2018-03-14 15:35:42 EDT LOG: duration: 0.715 ms parse : select nspname,typname,oid,typrelid,typbasetype,type,elemoid,ord from "public"."npgsqltypes"
2018-03-14 15:35:42 EDT LOG: duration: 0.289 ms bind : select nspname,typname,oid,typrelid,typbasetype,type,elemoid,ord from "public"."npgsqltypes"
2018-03-14 15:35:42 EDT LOG: execute : select nspname,typname,oid,typrelid,typbasetype,type,elemoid,ord from "public"."npgsqltypes"
2018-03-14 15:35:42 EDT LOG: duration: 0.391 ms
2018-03-14 15:35:44 EDT ERROR: relation "public.npgsqltypes" does not exist at character 71
2018-03-14 15:35:44 EDT STATEMENT: select nspname,typname,oid,typrelid,typbasetype,type,elemoid,ord from "public"."npgsqltypes"
2018-03-14 15:35:44 EDT LOG: statement: DISCARD ALL
2018-03-14 15:35:44 EDT LOG: duration: 0.073 ms
ADDED: 03/15/2018
Explain output of types query:
Sort (cost=3015139.78..3018795.67 rows=1462356 width=213)
Sort Key: (CASE WHEN (pg_proc.proname = ANY ('{array_recv,oidvectorrecv}'::name[])) THEN 3 WHEN (a.typtype = 'r'::"char") THEN 2 WHEN (a.typtype = 'd'::"char") THEN 1 ELSE 0 END)
-> Hash Left Join (cost=920418.37..2779709.53 rows=1462356 width=213)
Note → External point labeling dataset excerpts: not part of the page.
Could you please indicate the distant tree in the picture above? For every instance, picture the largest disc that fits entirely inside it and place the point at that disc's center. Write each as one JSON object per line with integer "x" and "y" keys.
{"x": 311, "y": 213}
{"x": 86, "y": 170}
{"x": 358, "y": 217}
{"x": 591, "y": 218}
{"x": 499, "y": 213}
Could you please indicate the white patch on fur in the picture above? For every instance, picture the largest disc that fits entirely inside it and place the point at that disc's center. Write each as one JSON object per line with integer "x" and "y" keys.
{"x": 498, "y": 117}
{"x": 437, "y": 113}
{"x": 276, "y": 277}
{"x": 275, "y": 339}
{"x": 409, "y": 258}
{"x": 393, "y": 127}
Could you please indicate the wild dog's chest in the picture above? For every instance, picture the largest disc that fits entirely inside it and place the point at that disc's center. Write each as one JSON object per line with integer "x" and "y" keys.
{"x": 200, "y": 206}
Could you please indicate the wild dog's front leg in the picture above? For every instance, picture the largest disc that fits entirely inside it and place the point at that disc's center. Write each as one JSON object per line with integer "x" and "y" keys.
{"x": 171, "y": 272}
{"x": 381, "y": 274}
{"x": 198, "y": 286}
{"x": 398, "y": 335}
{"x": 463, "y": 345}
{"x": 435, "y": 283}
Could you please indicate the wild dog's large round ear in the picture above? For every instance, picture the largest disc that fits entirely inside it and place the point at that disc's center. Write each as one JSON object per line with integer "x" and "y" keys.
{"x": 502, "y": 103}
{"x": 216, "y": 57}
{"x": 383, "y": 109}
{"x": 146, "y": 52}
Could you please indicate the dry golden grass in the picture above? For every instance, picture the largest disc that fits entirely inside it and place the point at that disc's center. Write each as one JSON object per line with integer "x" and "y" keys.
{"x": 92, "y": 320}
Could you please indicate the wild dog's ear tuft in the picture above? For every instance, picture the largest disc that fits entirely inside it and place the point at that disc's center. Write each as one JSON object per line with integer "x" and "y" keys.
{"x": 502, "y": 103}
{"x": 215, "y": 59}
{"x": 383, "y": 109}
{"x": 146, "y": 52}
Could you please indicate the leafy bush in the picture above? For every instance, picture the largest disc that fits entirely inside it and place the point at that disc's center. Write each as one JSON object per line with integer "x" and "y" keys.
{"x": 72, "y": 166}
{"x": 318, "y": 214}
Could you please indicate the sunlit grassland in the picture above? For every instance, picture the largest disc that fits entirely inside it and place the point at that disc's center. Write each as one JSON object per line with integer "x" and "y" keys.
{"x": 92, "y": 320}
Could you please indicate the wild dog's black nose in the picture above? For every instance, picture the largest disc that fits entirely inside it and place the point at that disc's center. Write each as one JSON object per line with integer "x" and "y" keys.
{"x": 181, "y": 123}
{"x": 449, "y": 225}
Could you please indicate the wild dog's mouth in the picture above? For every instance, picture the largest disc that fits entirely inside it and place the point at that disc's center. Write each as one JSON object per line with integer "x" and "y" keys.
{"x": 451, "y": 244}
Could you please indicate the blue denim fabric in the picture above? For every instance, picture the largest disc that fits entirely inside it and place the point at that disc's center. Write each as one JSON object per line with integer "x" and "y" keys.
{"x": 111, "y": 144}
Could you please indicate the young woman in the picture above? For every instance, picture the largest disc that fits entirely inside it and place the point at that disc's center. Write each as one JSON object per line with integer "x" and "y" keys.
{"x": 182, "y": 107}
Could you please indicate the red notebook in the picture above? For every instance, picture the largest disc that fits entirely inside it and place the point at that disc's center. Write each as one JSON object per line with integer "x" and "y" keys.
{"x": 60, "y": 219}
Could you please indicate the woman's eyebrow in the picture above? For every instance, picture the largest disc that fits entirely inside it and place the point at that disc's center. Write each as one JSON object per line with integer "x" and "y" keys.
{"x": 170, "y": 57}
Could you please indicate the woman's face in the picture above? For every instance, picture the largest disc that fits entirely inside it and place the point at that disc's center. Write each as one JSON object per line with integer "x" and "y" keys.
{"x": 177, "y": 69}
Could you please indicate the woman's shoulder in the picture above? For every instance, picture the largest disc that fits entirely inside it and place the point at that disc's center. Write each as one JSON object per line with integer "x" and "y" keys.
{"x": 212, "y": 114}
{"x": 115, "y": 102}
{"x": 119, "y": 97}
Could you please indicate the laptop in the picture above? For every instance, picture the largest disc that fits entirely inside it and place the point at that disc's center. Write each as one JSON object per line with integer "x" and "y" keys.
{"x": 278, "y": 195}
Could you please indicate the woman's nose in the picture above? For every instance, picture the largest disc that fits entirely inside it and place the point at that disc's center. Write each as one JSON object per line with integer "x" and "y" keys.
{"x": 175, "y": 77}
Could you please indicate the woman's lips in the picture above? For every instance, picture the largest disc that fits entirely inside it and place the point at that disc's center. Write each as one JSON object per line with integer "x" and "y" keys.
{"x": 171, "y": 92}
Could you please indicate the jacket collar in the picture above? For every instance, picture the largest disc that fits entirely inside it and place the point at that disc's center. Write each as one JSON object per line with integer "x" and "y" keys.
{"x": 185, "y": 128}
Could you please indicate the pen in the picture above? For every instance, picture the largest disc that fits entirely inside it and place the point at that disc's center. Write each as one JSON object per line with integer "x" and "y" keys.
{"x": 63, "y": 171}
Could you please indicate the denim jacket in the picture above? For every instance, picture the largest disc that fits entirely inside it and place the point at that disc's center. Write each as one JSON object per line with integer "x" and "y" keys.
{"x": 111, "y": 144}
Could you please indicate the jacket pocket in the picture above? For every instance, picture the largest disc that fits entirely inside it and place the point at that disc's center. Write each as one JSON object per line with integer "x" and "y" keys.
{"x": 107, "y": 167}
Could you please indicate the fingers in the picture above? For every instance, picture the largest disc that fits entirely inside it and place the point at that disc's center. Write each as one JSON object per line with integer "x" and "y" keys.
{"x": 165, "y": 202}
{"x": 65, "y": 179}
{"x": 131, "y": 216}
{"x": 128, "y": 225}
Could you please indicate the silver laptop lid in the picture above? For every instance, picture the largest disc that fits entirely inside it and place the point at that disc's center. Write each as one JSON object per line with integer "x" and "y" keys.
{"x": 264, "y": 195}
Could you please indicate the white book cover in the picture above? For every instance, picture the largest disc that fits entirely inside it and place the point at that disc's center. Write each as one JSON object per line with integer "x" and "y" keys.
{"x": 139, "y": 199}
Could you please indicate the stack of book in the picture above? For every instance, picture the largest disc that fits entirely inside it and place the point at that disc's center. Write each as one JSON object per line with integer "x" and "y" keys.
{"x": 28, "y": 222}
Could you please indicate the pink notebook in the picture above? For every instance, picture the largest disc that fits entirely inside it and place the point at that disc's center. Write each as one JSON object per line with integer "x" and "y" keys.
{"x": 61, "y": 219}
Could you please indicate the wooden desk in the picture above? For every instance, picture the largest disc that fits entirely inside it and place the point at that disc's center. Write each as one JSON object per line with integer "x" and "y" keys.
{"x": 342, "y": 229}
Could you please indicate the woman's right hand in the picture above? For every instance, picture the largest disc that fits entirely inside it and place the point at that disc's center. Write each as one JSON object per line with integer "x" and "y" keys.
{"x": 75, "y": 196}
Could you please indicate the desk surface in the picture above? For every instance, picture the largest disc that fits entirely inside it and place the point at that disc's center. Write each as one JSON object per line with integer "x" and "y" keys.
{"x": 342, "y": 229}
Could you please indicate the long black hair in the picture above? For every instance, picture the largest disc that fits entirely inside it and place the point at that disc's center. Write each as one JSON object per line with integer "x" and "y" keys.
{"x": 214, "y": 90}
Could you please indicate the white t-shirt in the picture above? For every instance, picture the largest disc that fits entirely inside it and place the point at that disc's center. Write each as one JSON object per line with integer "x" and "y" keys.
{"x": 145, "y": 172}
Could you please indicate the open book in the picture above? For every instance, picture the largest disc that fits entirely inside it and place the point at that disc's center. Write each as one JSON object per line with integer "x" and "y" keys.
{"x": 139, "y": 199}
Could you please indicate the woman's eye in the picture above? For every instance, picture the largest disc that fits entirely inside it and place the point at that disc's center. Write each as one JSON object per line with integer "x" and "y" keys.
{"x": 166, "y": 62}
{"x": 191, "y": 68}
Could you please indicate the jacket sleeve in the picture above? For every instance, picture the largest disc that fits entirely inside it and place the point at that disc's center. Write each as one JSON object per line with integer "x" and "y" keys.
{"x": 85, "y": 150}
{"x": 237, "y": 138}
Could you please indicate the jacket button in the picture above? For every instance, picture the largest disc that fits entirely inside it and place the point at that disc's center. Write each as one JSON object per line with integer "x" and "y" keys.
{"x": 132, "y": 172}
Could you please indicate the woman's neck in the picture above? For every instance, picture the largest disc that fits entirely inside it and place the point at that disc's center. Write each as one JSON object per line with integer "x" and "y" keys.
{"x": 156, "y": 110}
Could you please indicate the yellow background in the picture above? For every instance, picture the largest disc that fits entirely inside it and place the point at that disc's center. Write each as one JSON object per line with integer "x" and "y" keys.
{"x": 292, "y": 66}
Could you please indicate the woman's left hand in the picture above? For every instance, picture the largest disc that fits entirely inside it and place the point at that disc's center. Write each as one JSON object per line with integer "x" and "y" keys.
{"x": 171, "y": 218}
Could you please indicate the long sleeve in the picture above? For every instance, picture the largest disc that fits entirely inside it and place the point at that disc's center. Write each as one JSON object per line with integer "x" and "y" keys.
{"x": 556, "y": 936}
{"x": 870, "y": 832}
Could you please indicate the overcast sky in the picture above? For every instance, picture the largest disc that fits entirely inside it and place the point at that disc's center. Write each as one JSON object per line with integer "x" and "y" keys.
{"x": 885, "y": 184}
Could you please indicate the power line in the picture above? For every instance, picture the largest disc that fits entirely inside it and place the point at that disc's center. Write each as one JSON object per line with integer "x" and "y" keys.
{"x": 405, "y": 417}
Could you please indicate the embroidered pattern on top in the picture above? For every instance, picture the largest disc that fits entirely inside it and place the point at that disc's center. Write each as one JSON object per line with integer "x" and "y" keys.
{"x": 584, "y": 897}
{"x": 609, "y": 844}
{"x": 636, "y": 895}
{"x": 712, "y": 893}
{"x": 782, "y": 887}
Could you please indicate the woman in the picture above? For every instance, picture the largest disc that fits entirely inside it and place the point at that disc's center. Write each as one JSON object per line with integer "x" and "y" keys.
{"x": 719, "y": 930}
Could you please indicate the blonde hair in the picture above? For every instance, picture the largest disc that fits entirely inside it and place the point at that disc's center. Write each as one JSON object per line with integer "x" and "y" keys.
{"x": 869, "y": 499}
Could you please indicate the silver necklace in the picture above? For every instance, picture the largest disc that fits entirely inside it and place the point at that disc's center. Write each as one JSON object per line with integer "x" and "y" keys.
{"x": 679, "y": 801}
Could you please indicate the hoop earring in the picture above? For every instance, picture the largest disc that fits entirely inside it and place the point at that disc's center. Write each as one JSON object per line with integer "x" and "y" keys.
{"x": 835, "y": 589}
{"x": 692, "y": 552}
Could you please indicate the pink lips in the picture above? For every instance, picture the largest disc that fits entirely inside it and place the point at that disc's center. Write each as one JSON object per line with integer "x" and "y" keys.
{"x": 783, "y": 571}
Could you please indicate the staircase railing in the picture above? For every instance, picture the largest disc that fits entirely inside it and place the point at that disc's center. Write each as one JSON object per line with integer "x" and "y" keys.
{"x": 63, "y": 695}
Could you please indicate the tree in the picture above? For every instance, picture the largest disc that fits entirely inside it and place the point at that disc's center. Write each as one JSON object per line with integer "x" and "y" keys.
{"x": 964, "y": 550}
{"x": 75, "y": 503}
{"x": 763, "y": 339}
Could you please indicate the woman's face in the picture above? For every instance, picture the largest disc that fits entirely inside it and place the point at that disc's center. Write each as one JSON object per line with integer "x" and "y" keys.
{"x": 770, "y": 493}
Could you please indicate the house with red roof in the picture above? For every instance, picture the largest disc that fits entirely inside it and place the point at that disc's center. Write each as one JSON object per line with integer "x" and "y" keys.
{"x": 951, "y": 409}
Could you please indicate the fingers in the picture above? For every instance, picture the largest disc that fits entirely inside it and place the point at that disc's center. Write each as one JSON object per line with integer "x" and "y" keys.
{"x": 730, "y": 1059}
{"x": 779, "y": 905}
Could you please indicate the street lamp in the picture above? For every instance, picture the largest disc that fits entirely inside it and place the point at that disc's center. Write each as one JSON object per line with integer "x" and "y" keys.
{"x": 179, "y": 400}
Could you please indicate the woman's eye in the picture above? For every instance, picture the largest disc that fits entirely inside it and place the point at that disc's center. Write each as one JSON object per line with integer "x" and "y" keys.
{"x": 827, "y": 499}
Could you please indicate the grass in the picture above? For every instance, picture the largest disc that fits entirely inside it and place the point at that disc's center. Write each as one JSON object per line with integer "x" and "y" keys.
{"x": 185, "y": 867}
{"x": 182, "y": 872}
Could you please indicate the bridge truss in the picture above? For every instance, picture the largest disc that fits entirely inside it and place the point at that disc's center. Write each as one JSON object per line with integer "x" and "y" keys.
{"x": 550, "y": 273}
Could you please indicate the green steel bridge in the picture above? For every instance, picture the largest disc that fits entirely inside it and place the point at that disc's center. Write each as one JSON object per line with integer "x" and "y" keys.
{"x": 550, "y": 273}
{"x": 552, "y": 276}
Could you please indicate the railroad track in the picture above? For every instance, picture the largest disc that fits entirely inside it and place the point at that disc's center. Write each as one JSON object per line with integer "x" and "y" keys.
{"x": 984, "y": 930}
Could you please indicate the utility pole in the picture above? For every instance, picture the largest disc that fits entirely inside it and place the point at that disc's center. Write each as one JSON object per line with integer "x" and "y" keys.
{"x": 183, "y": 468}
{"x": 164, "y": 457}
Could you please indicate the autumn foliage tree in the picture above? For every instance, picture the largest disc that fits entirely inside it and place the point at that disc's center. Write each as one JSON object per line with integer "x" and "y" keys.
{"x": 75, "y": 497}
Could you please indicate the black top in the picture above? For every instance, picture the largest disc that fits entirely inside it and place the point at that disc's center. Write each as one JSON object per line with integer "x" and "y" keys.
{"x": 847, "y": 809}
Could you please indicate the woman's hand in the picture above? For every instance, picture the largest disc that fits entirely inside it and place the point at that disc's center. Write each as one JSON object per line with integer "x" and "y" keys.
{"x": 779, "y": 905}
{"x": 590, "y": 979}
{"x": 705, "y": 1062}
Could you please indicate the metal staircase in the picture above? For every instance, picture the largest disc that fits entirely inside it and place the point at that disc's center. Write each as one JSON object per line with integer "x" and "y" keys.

Hash Cond: (a.oid = pg_range.rngtypid)
-> Hash Join (cost=920417.24..2752289.21 rows=1462356 width=209)
Hash Cond: ((a.typreceive)::oid = pg_proc.oid)
-> Hash Join (cost=919817.78..2724270.58 rows=1462356 width=149)
Hash Cond: (a.typnamespace = ns.oid)
-> Hash Left Join (cost=919305.50..2687199.40 rows=1462356 width=89)
Hash Cond: (a.typelem = b.oid)
Filter: (((a.typtype = ANY ('{b,r,e,d}'::"char"[])) AND ((b.typtype IS NULL) OR (b.typtype = ANY ('{b,r,e,d}'::"char"[])))) OR ((a.typname = ANY ('{record,void}'::name[])) AND (a.typtype = 'p'::"char")))
-> Seq Scan on pg_type a (cost=0.00..694015.89 rows=13731889 width=89)
-> Hash (cost=694015.89..694015.89 rows=13731889 width=5)
-> Seq Scan on pg_type b (cost=0.00..694015.89 rows=13731889 width=5)
-> Hash (cost=388.79..388.79 rows=9879 width=68)
-> Seq Scan on pg_namespace ns (cost=0.00..388.79 rows=9879 width=68)
-> Hash (cost=465.87..465.87 rows=10687 width=68)
-> Seq Scan on pg_proc (cost=0.00..465.87 rows=10687 width=68)
-> Hash (cost=1.06..1.06 rows=6 width=8)
-> Seq Scan on pg_range (cost=0.00..1.06 rows=6 width=8)
You're right, this query is issued by Npgsql to load all the types from a PostgreSQL backend - different database can have different data types (due to extensions, user-defined types, etc.).
However, this query is sent only on the first physical connection to a specific database, as identified by its connection string. In other words, if you connect to the same database X times - to the same connection string - you should only see this query being sent once. Npgsql caches this information internally. I just verified that this is the behavior in 3.2.7, are you seeing something else?